Utah cracks down on unlicensed contractors
SALT LAKE CITY, UT —
(KUTV ) It’s a matter of supply and demand. There are lots of construction projects that need doing and not enough contractors in Utah to attack all the work as quickly as some may like.
It’s left the door open to some not-so-legitimate contractors to take advantage, say state regulators, who have been cracking down.
Utah’s division of occupational and professional licensing took part in an aggressive action aimed at protecting Utah consumers from contractors who may not be on the up and up. In June, Utah was part of a multi-state sting on unlicensed contractors. They found the contractors through their advertisements online, in classified ads and and social media websites.
"We were able to issue 45 citations during that sting, for $23,000 in fines," says DOPL director Mark Steinagel.
The money will go into Utah’s general fund.
The money is nice, but Steinagal says he hopes the citations will result in fewer unlicensed contractors working in Utah. Statistically, he says, a licensed contractor is far less likely to take a down-payment and run before work is completed.
That’s a problem Kevin Richardson found himself facing after hiring a contractor who gave him the name Jim Gunther.
“My wife found him on Facebook,” he said. “She told me he had some good reviews."
Richardson paid $2,700 as a down-payment for a deck and awning. Work commenced but it didn't last.
"He put the two posts in for the patio but that's as far as he got," Richardson said.
Richardson asked for a refund and he says Gunther agreed but then never showed up on the agreed upon date with the cash. Now he seems to have vanished.
Gunther is not licensed to be a contractor in the state of Utah.
"We messed up. We didn't thoroughly investigate him before we hired him," Richardson said.
Frustrated, Richardson contacted Get Gephardt.
Get Gephardt was also contacted by Kristen Aaron, who hired Gunther to rebuild her deck, paying him $3,600. Some work was done but it wasn’t completed and Gunther disappeared.
“I think he is defrauding people for money,” she said.
Aaron also found Gunther through a Facebook ad.
"He's all over Facebook and social media," she said.
Also on social media are warnings from people who reportedly paid Gunther money for work that was not completed.

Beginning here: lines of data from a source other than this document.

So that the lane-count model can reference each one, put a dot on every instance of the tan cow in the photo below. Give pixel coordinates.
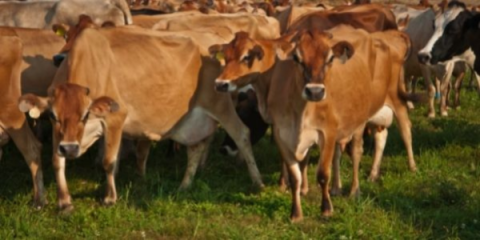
(325, 97)
(12, 122)
(97, 92)
(44, 14)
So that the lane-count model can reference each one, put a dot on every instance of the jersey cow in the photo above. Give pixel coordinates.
(311, 100)
(13, 123)
(96, 92)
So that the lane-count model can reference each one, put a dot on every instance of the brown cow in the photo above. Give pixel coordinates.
(96, 92)
(370, 17)
(336, 110)
(12, 122)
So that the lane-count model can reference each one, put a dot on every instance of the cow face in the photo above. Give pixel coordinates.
(315, 54)
(448, 39)
(70, 108)
(70, 34)
(242, 60)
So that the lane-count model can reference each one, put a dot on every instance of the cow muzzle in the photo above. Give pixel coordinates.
(314, 92)
(424, 58)
(58, 59)
(224, 86)
(69, 149)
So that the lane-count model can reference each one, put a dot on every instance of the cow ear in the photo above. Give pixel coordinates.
(285, 46)
(32, 104)
(257, 52)
(216, 52)
(60, 30)
(343, 51)
(103, 106)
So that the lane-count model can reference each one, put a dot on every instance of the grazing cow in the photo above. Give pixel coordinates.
(13, 123)
(257, 26)
(370, 17)
(43, 14)
(457, 33)
(420, 30)
(448, 33)
(96, 92)
(247, 110)
(312, 100)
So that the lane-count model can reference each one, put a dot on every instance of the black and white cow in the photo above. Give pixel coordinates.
(456, 37)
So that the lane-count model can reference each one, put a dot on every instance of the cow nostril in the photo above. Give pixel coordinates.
(315, 93)
(423, 58)
(221, 86)
(58, 59)
(68, 150)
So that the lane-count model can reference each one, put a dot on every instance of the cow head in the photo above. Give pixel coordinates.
(70, 108)
(244, 58)
(71, 33)
(315, 53)
(448, 39)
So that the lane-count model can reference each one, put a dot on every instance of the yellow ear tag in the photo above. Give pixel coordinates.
(60, 32)
(34, 113)
(220, 56)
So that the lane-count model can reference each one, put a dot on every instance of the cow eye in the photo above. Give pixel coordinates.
(247, 58)
(86, 116)
(52, 116)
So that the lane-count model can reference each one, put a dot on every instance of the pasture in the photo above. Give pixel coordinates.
(440, 201)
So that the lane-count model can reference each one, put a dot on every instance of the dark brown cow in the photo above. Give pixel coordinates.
(13, 123)
(314, 101)
(96, 92)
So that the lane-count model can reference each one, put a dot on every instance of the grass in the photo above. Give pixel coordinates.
(440, 201)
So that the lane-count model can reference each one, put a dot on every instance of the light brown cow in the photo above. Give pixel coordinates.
(96, 92)
(44, 14)
(12, 122)
(314, 101)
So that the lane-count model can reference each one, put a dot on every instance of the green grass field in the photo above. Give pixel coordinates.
(440, 201)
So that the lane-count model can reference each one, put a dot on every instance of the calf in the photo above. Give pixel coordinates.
(96, 92)
(13, 123)
(312, 100)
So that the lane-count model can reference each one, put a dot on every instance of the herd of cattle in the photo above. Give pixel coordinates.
(318, 74)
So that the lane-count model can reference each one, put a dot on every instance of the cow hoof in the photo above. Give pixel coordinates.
(296, 219)
(373, 178)
(66, 209)
(108, 201)
(304, 192)
(335, 192)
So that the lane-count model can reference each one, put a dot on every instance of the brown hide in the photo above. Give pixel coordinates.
(371, 17)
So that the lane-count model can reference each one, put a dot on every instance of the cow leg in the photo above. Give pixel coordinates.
(142, 150)
(112, 146)
(324, 171)
(457, 87)
(283, 181)
(203, 160)
(240, 134)
(426, 72)
(444, 89)
(295, 176)
(336, 179)
(304, 170)
(357, 152)
(30, 148)
(405, 126)
(380, 136)
(195, 154)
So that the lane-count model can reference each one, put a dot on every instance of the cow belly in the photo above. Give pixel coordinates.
(383, 118)
(196, 126)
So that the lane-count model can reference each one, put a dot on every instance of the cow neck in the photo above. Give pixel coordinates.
(262, 87)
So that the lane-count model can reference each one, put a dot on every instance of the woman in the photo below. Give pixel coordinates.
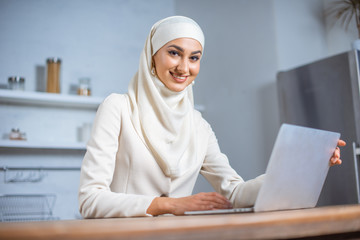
(148, 146)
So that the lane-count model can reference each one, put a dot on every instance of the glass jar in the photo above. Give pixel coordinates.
(84, 87)
(16, 83)
(53, 75)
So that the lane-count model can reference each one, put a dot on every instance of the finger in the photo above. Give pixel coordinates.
(217, 199)
(341, 143)
(337, 153)
(335, 161)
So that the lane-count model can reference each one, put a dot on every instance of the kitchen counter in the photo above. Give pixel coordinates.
(333, 222)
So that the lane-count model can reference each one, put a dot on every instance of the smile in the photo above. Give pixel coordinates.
(179, 79)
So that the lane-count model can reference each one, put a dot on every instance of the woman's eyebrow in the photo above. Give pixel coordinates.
(182, 50)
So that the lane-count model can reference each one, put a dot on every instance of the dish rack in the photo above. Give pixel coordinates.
(27, 207)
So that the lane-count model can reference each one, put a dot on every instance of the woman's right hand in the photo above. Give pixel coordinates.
(197, 202)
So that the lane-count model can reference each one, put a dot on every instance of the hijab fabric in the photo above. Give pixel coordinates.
(162, 118)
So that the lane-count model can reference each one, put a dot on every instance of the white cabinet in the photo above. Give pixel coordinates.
(37, 112)
(48, 162)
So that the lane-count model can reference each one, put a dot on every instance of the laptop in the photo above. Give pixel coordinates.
(296, 171)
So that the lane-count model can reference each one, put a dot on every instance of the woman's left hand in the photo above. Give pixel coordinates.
(335, 158)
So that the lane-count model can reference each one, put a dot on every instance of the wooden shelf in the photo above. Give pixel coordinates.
(13, 144)
(49, 99)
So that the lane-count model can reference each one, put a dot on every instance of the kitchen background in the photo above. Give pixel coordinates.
(247, 43)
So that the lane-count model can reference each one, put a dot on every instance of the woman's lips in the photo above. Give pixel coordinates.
(179, 79)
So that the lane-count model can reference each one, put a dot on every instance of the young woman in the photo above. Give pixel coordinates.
(148, 146)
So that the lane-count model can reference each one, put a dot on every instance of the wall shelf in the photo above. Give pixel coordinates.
(49, 99)
(14, 144)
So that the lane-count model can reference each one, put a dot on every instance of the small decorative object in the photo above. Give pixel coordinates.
(53, 75)
(15, 134)
(84, 87)
(344, 11)
(16, 83)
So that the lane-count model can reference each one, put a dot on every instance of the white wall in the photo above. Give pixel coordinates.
(94, 38)
(300, 32)
(247, 42)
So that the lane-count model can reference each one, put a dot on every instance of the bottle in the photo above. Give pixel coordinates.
(84, 87)
(16, 83)
(53, 75)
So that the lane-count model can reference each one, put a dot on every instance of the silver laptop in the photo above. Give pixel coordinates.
(295, 173)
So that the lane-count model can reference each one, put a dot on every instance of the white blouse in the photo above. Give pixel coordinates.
(120, 177)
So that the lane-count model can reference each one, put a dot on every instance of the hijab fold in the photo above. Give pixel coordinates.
(162, 118)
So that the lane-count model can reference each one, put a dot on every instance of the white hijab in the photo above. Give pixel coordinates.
(163, 118)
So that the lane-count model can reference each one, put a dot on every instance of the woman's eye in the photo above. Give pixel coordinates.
(194, 58)
(173, 53)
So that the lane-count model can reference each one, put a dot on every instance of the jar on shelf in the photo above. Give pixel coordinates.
(53, 75)
(16, 83)
(84, 87)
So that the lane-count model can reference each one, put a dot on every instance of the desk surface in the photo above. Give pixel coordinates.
(267, 225)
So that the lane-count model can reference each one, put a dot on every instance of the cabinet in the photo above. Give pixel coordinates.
(48, 162)
(40, 101)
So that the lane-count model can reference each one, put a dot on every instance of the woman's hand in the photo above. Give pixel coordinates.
(335, 158)
(197, 202)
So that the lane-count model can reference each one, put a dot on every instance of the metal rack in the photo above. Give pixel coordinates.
(30, 174)
(27, 207)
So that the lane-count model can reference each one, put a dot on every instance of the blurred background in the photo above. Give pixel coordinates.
(247, 42)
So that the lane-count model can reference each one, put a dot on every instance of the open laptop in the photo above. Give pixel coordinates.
(295, 173)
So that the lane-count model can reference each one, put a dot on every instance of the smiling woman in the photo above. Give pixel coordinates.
(148, 146)
(178, 63)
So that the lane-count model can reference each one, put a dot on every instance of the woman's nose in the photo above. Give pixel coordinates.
(183, 66)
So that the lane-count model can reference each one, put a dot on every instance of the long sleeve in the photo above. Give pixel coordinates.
(217, 170)
(96, 199)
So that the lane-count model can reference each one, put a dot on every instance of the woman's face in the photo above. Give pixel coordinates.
(177, 63)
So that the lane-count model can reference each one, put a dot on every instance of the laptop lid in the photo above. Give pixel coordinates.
(297, 168)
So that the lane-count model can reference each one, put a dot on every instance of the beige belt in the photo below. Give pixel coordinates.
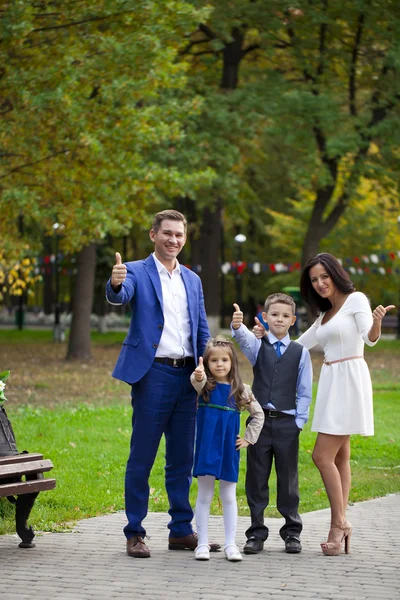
(332, 362)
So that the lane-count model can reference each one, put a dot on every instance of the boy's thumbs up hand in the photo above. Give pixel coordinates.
(199, 371)
(118, 274)
(258, 329)
(237, 318)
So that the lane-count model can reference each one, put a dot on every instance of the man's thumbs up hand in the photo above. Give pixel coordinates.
(118, 274)
(199, 372)
(237, 318)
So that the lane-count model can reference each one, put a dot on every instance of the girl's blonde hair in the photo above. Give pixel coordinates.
(237, 397)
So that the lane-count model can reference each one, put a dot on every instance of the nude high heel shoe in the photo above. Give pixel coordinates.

Get Gephardt reached out to Gunther through Facebook but got no response and his phone no longer connects.
DOPL is now seeking criminal charges against Gunther based on what happened to Richardson and Aaron, Steinagel said.
"He had no problem basically stealing from people," he said.
That could mean refunds for his alleged victims, one day, but it doesn’t help with the partially completed projects in their yard that they’ll now need to pay a different contractor to finish.
Both Richardson and Aaron say, next time, they’ll check with DOPL to ensure who they hire is licensed.
Steinagel says, in the past, they've heard largely from the older generations about being scammed. But because of the increase in contractors using social media and classifieds sites to advertise, they're also seeing a rise in millennials and gen-xers getting taken.